In fact, people all over the world would have already toured the Ark by now if it weren’t for the mishaps getting in Johan’s way…
Shortly after opening the Ark to the public, Johan planned to sail it to the 2012 Olympic Games in London.
While the voyage from the Netherlands to the United Kingdom is fairly short, it proved too costly.
After all, Johan needed to hire tugboats to pull the Ark, which has no motor or sail of its own. In 2016, he again intended to go to the Olympics, this time in Brazil.
But a disaster in his own backyard derailed the trip. It also threatened to destroy his life’s work.
After making it to Oslo, Norway, Johan docked the vessel overnight. A nearby vessel then broke free of its moorings and crashed into the side of the Ark.
It began to lift to one side, and water poured in through the opening.

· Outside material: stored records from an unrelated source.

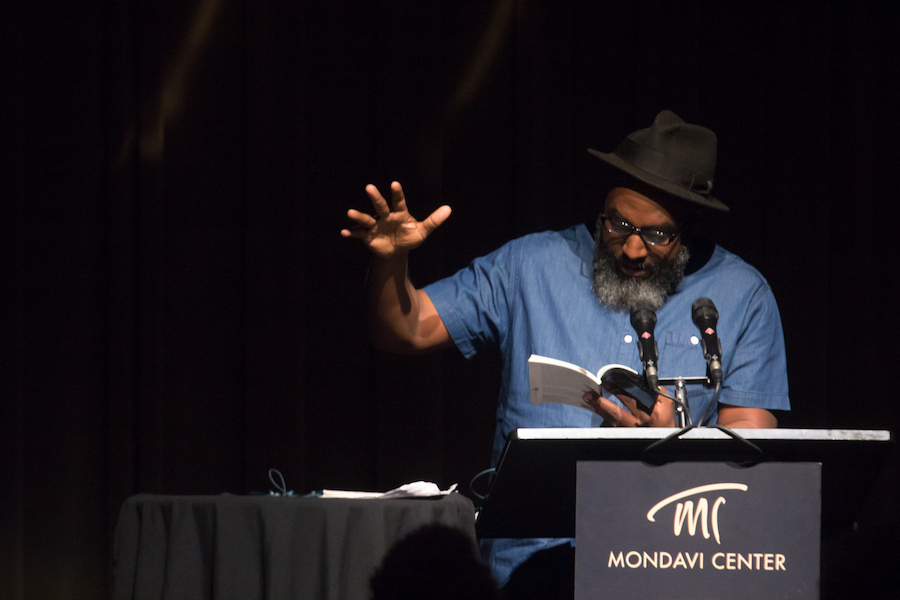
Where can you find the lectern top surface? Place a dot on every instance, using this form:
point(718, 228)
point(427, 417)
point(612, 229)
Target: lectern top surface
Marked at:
point(699, 433)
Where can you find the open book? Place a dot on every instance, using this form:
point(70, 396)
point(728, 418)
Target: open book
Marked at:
point(560, 382)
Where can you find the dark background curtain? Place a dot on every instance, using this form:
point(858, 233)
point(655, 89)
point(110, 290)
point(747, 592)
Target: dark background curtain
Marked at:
point(180, 313)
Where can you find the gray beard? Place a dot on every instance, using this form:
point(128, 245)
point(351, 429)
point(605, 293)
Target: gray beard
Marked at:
point(622, 293)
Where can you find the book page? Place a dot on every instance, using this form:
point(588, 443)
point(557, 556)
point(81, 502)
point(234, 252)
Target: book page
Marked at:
point(559, 382)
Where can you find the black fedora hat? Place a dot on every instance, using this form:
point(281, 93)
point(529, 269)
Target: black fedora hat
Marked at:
point(672, 156)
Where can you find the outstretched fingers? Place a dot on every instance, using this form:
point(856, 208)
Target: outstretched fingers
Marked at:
point(435, 219)
point(381, 206)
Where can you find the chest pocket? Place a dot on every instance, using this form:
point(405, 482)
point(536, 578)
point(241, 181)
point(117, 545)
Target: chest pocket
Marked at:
point(680, 357)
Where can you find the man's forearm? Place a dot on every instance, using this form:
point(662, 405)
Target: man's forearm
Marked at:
point(401, 318)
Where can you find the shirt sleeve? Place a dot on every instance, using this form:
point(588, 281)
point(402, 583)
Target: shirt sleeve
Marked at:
point(475, 303)
point(756, 375)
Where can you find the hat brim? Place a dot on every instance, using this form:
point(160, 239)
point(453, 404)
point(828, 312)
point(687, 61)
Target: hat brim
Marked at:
point(658, 182)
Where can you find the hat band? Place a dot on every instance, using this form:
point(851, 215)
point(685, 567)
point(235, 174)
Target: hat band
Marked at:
point(648, 159)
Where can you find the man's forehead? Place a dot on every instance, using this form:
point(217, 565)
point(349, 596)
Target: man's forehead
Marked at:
point(677, 208)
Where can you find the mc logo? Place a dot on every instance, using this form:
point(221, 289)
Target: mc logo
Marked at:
point(685, 511)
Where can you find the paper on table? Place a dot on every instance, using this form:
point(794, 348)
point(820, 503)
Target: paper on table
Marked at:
point(416, 489)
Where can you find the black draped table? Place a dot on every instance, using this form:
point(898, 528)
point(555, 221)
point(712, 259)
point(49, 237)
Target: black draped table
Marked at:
point(272, 547)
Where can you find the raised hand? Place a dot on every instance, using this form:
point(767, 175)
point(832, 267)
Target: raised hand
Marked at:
point(392, 230)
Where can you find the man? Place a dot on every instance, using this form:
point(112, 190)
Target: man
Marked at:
point(568, 295)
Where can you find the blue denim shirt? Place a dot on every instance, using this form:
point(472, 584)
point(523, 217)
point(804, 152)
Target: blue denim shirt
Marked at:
point(533, 296)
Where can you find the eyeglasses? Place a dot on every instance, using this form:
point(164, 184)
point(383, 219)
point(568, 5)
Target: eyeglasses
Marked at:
point(618, 226)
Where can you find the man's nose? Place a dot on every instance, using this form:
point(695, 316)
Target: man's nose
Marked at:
point(634, 247)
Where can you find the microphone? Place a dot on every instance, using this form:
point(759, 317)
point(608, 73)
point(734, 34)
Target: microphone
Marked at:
point(644, 321)
point(705, 317)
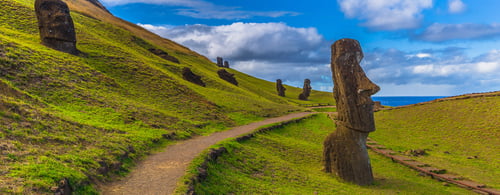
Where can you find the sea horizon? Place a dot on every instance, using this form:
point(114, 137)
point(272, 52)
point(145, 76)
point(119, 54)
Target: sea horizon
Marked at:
point(404, 100)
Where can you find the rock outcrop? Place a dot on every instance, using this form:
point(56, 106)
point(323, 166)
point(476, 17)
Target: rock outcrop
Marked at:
point(188, 75)
point(306, 90)
point(280, 88)
point(57, 30)
point(345, 151)
point(223, 74)
point(162, 54)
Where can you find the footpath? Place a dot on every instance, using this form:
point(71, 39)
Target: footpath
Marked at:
point(159, 173)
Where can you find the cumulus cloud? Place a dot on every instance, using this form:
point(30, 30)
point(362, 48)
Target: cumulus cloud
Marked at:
point(205, 10)
point(448, 68)
point(446, 32)
point(267, 50)
point(276, 42)
point(386, 14)
point(456, 6)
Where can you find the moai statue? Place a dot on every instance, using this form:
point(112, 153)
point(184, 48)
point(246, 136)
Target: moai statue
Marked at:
point(220, 62)
point(306, 90)
point(57, 30)
point(344, 151)
point(280, 88)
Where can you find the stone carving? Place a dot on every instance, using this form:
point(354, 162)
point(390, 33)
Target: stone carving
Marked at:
point(280, 88)
point(223, 74)
point(188, 75)
point(220, 62)
point(57, 30)
point(306, 90)
point(345, 151)
point(162, 54)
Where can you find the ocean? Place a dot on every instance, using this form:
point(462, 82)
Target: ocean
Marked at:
point(403, 100)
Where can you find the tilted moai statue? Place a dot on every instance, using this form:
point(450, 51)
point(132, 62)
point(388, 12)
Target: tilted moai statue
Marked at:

Thanks to the quick work of his crew, Johan patched up his Ark and stopped it from sinking into Oslo’s harbor. Less courageous individuals would have taken fewer risks after such a catastrophe, but Johan’s misfortune only made him bolder.
In 2018, he announced he would sail the Ark all the way to Israel! “This is a copy of God’s ship,” Johan explained. “It only makes sense to take it to God’s land.” Estimating the trip would cost an additional $1.3 million, he started raising money.
Johan failed to hit his fundraising mark in 2018, but that turned out to be a blessing. Severe wildfires in Israel would have posed too great a danger to the Ark at that point in time. Nevertheless, as of December 2018, Johan was sticking to his grand vision.
He insisted that his Ark would soon reach the Holy Land — and that will certainly be a special day. Just imagine worshipping in the Ark’s church just a short distance away from where Noah’s Ark landed after the flood!
But Johan’s Ark still waited in Dordrecht’s harbor, entertaining guests from everywhere. That’s a true achievement. In a world filled with cynicism and doubt, Johan remained unafraid to pursue his own miracle.